Well, this got complicated, but it's about to get simpler. We finish the number 41 with the 1998 appearance of
Keith Byars in #41 for the Jets. This is a man who, missing nearly a full season at Ohio State, still managed to be near the top of their rushing categories all time. If I were a fanatical Buckeye fan - and God only knows what universal stratagem prevented that from happening - I would drop an excess amount of money in my insomniac moments over the Internets on a Keith Byars jersey. He was a monster. Watch
this return of a punt in the 1984 Fiesta Bowl against Pittsburgh, and you see what I mean. Look for his teammate, Pepper Johnson among the human Buckeye pile in the end zone.
Then there's
this little gem from sometime in 1990, I think.

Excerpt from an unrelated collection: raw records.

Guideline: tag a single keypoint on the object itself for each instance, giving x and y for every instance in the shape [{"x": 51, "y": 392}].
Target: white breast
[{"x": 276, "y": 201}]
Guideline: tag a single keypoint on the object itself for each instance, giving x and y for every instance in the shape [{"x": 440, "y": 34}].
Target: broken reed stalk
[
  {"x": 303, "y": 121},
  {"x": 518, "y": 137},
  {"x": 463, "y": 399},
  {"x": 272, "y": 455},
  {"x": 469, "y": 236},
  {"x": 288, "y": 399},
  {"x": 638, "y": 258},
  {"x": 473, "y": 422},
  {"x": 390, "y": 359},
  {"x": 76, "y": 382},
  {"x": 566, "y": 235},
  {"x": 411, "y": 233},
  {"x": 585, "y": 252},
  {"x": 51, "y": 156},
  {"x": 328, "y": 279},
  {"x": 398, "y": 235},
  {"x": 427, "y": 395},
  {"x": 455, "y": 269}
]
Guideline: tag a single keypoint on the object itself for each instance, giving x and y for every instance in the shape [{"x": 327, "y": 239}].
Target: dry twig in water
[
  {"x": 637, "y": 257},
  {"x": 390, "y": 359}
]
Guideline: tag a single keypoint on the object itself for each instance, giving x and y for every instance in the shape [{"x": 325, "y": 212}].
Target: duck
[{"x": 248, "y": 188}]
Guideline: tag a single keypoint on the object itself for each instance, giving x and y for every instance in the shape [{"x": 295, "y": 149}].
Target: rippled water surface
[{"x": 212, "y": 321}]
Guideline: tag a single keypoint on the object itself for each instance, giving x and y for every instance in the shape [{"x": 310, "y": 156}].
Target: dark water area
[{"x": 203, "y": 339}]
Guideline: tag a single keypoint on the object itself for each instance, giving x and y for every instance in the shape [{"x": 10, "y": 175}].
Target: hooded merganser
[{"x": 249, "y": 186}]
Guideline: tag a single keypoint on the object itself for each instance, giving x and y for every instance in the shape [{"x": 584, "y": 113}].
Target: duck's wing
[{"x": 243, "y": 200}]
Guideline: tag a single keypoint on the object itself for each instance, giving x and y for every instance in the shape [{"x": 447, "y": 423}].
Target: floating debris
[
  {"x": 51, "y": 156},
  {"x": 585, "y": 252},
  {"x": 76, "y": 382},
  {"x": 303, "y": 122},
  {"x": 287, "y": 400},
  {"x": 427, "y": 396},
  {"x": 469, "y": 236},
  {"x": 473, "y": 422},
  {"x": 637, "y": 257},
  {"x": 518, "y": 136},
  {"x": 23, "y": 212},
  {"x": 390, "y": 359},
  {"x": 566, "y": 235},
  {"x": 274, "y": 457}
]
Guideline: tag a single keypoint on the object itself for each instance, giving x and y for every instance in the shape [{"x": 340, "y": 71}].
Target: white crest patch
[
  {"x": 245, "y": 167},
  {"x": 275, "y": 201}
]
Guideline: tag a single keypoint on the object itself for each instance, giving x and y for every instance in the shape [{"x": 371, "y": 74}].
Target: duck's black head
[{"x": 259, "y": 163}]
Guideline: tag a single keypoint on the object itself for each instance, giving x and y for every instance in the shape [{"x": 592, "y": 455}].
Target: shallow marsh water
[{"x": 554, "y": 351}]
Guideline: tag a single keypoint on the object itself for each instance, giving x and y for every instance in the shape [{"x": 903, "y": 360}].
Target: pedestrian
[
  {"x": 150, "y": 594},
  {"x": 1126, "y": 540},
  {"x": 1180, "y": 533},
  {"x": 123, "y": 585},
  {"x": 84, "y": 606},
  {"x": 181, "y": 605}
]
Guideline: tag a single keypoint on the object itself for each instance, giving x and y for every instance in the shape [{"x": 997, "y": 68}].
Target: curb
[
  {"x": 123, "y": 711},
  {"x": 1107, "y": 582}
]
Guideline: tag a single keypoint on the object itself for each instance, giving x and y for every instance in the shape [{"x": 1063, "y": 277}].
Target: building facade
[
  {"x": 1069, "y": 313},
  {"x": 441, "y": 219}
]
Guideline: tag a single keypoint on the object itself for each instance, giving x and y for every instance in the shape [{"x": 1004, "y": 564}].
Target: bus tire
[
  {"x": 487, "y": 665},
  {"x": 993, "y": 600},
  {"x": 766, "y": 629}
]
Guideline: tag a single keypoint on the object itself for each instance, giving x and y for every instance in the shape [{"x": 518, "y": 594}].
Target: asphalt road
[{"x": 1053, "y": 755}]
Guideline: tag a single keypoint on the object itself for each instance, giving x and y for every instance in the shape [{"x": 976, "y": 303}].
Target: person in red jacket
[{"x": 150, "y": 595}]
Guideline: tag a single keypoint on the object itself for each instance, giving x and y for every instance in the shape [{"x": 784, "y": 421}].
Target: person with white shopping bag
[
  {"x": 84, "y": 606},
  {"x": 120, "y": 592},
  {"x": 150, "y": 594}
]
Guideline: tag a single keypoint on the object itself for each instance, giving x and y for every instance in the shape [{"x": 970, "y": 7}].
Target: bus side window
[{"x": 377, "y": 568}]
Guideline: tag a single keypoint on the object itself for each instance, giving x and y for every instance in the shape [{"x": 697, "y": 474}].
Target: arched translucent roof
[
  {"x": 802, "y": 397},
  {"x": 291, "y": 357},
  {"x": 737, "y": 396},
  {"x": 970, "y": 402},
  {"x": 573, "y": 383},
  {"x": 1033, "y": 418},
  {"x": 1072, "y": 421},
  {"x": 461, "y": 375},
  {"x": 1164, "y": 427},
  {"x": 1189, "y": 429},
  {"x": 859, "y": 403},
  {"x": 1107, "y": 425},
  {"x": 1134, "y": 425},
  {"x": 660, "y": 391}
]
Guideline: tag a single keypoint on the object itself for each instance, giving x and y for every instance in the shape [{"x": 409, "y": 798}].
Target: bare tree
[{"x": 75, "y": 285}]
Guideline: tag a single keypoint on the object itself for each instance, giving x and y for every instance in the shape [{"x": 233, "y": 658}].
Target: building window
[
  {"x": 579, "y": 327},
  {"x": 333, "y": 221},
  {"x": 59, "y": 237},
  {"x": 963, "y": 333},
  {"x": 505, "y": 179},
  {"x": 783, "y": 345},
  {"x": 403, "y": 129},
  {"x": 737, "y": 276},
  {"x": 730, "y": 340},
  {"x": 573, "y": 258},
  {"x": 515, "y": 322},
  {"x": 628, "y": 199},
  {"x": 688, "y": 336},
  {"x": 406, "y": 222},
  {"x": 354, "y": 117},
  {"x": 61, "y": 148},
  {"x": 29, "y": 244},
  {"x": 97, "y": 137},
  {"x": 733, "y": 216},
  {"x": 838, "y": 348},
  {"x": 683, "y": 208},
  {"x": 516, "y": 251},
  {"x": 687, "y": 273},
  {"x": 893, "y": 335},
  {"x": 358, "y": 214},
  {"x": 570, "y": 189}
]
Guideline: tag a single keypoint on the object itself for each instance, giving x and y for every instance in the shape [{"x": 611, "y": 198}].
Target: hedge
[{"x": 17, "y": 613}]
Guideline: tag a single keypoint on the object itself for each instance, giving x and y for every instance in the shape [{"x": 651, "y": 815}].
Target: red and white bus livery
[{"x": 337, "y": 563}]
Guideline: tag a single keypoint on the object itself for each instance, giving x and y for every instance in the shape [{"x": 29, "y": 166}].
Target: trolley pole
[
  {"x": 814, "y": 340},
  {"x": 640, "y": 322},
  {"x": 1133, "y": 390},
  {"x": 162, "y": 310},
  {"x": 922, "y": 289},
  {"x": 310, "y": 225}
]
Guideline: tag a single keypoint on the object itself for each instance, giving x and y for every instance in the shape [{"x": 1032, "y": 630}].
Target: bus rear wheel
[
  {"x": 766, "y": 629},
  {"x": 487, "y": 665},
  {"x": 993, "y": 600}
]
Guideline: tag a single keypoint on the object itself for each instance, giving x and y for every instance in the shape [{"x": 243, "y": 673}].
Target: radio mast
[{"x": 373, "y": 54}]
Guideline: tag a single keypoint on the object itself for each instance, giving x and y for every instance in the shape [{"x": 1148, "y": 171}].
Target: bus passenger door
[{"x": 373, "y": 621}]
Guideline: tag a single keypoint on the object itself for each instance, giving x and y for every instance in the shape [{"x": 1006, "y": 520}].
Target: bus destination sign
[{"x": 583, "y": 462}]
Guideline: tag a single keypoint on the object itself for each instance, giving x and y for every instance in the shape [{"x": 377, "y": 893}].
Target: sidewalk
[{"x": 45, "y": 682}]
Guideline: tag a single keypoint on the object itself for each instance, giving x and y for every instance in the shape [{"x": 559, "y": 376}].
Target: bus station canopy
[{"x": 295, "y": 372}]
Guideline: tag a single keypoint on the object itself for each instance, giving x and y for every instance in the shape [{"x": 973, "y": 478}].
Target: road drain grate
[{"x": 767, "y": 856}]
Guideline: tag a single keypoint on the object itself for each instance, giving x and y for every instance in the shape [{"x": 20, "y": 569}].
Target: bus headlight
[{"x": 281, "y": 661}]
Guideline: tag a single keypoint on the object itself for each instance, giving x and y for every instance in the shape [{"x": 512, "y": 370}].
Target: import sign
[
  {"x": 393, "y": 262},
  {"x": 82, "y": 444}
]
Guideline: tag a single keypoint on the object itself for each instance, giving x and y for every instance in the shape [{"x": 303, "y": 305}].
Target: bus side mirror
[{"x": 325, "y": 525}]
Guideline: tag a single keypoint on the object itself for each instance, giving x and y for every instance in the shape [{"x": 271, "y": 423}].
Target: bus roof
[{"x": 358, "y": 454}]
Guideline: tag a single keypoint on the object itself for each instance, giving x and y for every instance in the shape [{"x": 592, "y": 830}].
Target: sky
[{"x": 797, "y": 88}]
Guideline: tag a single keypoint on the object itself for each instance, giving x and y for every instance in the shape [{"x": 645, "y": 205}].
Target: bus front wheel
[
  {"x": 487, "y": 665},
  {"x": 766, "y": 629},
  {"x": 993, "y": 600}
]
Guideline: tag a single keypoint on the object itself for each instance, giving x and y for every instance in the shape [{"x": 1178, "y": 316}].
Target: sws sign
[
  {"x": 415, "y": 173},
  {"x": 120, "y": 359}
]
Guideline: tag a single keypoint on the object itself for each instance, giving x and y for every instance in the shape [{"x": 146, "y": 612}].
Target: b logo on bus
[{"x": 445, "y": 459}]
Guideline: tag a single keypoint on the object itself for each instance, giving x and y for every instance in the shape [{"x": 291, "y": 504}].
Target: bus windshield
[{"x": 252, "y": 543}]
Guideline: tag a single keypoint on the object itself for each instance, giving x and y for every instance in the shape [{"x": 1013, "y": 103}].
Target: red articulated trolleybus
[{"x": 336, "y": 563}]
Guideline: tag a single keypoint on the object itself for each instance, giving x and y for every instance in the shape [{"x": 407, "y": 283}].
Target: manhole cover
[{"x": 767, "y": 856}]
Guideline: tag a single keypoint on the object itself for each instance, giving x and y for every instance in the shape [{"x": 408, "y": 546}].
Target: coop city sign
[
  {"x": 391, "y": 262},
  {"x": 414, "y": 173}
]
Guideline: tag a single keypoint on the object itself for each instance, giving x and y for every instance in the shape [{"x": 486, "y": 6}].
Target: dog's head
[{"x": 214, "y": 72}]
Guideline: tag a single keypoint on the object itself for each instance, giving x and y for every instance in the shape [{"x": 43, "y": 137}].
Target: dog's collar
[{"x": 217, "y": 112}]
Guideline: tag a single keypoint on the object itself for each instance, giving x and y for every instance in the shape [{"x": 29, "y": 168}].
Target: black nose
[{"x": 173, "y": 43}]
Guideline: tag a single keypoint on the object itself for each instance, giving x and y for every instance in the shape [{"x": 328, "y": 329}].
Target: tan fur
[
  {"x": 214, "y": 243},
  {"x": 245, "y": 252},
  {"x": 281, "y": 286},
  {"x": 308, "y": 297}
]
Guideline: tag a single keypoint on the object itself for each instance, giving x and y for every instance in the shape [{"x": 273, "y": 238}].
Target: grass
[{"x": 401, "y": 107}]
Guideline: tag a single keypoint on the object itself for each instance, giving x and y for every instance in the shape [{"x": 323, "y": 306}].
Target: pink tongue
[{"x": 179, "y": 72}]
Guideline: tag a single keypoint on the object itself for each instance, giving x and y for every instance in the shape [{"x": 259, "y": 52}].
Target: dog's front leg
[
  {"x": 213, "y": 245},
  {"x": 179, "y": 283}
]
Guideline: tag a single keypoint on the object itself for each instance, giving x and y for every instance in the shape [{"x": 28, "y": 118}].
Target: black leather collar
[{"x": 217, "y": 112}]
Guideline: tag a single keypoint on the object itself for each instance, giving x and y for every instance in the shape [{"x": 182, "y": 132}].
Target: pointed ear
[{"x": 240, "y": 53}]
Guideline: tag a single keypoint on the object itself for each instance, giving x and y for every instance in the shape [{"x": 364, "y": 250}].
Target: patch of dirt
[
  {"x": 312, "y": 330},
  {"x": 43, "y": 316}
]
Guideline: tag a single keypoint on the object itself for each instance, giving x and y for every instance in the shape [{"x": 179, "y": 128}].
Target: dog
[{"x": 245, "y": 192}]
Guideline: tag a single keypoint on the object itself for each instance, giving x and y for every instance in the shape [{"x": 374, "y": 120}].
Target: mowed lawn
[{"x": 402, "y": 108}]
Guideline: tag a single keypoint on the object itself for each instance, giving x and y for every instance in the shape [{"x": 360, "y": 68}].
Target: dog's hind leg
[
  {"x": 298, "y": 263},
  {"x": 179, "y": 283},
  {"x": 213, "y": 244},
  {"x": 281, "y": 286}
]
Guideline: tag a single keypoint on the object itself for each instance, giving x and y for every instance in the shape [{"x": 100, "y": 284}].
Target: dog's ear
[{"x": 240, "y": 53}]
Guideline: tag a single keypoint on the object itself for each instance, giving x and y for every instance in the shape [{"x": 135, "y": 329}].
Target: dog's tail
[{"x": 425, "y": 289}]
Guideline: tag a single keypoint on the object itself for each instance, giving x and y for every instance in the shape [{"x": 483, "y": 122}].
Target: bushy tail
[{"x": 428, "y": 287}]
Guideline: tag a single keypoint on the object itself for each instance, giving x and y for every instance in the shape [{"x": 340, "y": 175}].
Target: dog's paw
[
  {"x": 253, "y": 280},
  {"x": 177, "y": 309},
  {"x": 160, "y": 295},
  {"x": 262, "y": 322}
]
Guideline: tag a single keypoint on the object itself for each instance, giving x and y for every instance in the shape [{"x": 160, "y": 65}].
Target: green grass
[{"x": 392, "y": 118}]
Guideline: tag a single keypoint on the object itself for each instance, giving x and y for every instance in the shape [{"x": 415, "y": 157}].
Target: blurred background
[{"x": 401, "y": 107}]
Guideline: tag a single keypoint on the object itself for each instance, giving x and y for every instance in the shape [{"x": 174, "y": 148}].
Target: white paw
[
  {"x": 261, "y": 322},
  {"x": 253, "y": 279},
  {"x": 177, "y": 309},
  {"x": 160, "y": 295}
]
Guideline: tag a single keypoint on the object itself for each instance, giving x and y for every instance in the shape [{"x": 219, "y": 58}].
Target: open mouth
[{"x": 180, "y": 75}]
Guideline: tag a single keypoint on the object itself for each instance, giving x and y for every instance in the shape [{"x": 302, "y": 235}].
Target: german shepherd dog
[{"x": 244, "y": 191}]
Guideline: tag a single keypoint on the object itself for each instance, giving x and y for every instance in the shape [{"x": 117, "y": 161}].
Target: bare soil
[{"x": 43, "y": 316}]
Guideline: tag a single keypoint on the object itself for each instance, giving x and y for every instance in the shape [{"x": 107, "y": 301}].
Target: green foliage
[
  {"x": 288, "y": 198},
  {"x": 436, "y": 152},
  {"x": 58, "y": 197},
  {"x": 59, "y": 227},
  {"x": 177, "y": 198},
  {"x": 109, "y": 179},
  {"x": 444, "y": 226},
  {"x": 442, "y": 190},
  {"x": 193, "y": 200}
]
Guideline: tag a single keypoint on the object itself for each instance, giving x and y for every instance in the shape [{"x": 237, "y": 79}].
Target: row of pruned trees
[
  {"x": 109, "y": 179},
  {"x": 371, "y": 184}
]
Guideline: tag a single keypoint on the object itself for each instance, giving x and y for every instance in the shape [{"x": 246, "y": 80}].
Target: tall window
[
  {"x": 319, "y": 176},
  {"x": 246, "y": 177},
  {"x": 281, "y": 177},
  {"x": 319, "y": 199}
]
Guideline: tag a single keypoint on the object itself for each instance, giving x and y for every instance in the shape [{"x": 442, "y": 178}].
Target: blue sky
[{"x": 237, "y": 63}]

Keith Byars was playing for the Philadelphia Eagles, and had been since 1986. The game is Giants-Iggles on the hard, cold concrete surface of Veterans Stadium in Philly. On a Randall Cunningham QB breakaway, Keith Byars lays a block on his former teammate Pepper Johnson that is so terrifying that Pepper looks as though his body is reacting to the shockwave of an explosion. He literally goes horizontal in midair. Textbook Buddyball, and yes, that is Rich Kotite supervising the activities of the Eagles' offense on the sideline. Pepper Johnson probably feels Byars' block on him even to this day as he rolls out of bed in the morning.
|
Keith Byars, ball, midair |
Jump ahead some eight years, and Keith and Pepper are now teammates on the Jets. It is the AFC Championship Game, January 1999. I offer some of his little bits of brilliance above because it's Keith Byars' fumble late in the first half, deep in Denver territory, that still recurs in my nightmares. In some sense it turned the game around, though the Jets still lead at the half. It's hardly fair to point this out, but it took the wind out of the Jets' timid sail. It's also not a good parting memory for a man who played hard and well for so many years, but as Jet, Keith Byars remains in my mind as you see him here - fixed in midair, playing in the last game of his career, suddenly conscious of the fact something has gone terribly wrong. We all felt the same way that day, Keith. I often feel that way in general. I am a Jets fan. And he was not alone in blundering; this was one of six Jet turnovers in the Title Game. Curtis Martin fumbled on the Denver 44 later on. It was the last game of Pepper Johnson's career, too.
Keith Byars' fumble is the snapshot in my mind that acts as the bookend to probably my first nurturing sensation from the football world,
#41 Matt Snell's touchdown in Super Bowl III. They are exactly 30 years and one week apart from one another. The Jets have yet to get that far since January 1999. When will the next snapshot come?